Both art students and physics students benefited from the class, Muralidharan says. “I think talking to each other across that bridge helped solidify concepts.”
Beyond the classroom
Kagan estimates that between 2000 and 3000 students have gone through his classes. Those students have gone on to a wide variety of careers.
“What comes with these lessons is a perspective with which to do art or to do science—a perspective with which you understand your role in the universe,” Kagan says.
Jeff Hazelden, who took Kagan’s classes as a photography major, says Kagan’s classes introduced him to characteristics of light that are still useful in his career as a photographer and art teacher. He says he also uses parts of Kagan’s structured format for artistic critiques with his students that are new to the critique process.
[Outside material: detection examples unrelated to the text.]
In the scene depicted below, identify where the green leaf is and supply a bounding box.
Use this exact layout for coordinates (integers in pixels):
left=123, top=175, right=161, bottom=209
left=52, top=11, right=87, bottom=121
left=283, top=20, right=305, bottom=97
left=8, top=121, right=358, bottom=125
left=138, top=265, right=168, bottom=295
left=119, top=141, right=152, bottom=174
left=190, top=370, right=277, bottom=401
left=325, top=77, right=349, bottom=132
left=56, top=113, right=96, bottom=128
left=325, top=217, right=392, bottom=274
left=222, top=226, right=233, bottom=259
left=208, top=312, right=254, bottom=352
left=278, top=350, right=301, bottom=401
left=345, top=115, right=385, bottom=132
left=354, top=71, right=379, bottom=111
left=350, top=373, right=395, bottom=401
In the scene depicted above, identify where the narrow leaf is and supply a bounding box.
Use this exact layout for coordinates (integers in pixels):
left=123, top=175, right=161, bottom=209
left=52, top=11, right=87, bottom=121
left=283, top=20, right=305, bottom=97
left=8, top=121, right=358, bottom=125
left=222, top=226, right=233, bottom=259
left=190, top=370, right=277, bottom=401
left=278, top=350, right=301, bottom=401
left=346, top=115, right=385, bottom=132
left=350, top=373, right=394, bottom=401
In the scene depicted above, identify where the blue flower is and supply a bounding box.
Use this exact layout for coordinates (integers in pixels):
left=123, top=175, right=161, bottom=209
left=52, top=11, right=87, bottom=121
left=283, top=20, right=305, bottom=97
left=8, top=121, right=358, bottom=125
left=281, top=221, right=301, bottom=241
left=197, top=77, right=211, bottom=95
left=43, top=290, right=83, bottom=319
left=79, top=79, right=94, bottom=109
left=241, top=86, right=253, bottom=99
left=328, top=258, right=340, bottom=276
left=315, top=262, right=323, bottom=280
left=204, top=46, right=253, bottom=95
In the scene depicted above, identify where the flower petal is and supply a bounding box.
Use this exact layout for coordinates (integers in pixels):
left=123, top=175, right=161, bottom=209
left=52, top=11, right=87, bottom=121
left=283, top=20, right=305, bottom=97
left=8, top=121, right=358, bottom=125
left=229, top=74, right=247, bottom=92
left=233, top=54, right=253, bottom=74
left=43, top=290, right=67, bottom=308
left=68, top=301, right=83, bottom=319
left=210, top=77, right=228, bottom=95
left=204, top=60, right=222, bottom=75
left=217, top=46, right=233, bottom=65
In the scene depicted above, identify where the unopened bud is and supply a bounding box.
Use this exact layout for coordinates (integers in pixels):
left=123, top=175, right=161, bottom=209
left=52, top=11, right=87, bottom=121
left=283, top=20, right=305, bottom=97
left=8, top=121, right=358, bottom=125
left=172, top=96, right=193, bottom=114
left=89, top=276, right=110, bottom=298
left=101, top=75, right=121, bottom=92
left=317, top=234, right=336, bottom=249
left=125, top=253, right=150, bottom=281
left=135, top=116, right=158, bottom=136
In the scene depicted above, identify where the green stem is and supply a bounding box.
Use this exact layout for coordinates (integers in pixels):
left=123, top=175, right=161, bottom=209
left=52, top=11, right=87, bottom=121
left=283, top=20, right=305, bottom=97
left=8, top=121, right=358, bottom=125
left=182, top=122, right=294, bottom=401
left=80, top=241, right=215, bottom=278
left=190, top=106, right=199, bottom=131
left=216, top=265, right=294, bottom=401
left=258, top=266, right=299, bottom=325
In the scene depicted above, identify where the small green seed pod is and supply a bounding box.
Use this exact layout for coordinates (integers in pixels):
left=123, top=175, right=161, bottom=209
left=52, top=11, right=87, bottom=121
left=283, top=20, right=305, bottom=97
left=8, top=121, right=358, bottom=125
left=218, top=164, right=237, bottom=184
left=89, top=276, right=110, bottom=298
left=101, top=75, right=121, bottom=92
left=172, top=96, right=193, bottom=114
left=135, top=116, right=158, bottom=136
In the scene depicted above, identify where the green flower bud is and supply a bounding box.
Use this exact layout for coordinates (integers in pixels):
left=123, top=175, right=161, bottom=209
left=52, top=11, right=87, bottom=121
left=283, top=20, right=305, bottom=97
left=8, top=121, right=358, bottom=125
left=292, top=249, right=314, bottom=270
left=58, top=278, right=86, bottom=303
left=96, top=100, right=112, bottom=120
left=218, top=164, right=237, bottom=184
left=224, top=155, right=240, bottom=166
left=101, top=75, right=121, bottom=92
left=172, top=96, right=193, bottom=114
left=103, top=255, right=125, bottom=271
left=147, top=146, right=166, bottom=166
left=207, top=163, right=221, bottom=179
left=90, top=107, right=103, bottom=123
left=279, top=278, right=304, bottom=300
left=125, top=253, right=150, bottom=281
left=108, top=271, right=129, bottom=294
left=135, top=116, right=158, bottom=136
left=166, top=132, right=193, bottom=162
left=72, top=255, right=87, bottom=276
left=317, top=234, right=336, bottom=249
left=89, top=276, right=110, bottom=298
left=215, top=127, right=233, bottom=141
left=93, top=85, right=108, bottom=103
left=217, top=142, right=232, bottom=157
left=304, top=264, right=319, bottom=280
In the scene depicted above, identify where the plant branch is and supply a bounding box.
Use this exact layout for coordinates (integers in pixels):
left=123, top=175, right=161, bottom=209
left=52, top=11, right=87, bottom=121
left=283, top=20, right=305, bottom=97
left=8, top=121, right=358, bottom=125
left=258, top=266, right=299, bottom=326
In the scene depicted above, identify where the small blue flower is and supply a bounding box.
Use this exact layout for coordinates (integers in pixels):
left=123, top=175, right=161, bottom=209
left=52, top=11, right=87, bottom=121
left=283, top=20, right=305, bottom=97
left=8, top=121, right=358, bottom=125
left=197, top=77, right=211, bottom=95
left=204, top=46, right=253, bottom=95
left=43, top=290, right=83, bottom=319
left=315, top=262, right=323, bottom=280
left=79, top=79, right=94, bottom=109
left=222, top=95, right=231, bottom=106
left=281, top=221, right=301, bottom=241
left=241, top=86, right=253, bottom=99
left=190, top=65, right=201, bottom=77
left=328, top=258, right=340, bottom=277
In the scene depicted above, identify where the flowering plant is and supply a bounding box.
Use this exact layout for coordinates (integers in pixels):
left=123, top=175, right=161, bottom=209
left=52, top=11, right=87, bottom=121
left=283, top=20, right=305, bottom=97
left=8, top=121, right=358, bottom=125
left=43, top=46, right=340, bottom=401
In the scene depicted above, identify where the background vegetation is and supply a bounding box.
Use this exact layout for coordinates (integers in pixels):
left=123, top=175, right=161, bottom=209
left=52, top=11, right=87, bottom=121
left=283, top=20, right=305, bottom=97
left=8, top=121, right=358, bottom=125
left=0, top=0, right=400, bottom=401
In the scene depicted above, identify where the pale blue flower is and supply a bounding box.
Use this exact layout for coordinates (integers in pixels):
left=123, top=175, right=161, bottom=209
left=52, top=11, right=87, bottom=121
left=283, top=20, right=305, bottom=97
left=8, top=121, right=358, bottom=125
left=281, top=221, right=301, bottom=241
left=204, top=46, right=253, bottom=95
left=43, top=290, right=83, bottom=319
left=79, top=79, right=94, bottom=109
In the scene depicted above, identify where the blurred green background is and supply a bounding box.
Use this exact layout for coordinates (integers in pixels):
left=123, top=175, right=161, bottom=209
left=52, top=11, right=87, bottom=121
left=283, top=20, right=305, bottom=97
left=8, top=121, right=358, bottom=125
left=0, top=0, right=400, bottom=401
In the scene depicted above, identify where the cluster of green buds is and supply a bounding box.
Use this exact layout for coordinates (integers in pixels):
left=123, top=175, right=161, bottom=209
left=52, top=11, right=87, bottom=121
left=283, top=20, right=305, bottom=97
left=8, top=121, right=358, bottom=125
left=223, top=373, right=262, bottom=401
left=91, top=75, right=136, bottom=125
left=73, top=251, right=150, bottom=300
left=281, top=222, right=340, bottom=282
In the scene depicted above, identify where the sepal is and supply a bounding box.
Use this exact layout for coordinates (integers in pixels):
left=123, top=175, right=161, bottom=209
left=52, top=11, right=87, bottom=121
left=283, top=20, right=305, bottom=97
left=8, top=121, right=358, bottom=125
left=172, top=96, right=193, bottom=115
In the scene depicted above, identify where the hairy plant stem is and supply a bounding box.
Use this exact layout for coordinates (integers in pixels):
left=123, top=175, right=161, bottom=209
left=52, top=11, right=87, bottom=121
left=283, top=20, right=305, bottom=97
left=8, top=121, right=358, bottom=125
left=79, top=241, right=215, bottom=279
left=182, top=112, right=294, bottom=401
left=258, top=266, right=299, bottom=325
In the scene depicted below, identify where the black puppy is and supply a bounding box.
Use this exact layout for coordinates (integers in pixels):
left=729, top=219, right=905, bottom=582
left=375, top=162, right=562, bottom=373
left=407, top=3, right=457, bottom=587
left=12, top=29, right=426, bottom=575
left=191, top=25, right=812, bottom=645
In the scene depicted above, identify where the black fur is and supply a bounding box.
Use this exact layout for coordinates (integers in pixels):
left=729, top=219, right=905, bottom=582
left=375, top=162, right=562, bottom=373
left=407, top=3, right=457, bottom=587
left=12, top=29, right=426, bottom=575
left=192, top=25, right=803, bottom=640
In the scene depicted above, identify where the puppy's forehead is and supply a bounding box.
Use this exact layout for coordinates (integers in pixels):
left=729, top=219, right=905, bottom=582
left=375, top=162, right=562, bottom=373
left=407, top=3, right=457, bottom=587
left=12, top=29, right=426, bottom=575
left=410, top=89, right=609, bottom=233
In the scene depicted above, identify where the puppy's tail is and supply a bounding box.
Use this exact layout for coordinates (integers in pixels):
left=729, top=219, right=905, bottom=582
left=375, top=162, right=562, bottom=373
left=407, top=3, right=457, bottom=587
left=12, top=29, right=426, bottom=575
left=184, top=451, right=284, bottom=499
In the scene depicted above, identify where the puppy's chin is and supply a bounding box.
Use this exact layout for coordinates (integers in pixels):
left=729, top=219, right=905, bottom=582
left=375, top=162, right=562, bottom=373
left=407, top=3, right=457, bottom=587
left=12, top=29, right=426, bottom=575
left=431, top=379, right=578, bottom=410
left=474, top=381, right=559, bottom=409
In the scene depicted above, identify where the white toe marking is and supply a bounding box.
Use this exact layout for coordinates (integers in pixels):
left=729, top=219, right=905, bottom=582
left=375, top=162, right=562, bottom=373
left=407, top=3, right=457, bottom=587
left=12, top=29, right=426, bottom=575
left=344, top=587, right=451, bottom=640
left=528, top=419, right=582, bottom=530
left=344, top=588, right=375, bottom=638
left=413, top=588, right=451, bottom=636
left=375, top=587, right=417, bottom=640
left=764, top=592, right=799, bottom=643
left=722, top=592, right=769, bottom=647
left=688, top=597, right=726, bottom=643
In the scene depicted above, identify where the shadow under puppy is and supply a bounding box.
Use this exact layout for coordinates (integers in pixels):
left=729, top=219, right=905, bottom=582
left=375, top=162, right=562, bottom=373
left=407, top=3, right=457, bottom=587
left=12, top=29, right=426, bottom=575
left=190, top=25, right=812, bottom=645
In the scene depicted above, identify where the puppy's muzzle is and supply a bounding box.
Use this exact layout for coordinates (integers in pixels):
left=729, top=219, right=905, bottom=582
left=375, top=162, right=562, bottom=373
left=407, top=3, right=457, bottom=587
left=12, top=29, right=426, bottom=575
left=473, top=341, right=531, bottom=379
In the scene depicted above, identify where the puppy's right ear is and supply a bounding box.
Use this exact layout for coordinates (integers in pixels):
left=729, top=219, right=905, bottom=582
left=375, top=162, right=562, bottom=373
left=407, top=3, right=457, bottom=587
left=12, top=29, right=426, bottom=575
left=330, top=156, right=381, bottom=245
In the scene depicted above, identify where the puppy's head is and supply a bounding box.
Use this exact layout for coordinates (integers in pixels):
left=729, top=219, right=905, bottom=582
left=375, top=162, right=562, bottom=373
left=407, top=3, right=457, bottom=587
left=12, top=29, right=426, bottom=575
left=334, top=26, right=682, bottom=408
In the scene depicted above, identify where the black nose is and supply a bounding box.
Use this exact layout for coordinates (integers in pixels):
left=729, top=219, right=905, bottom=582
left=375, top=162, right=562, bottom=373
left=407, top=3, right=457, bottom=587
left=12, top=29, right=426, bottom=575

Katherine Hanlon, another former photography major, now works as a medical imaging specialist. She helps identify skin diseases by taking specialized photos using lasers and 3-D modeling. Kagan’s class introduced her to important aspects of those techniques.
“I look back and realize that a lot of what I ended up doing in my career and my skill level and knowledge level was influenced specifically by this class,” Hanlon says. “I think it was easily the most important class I ever took in any of my education.”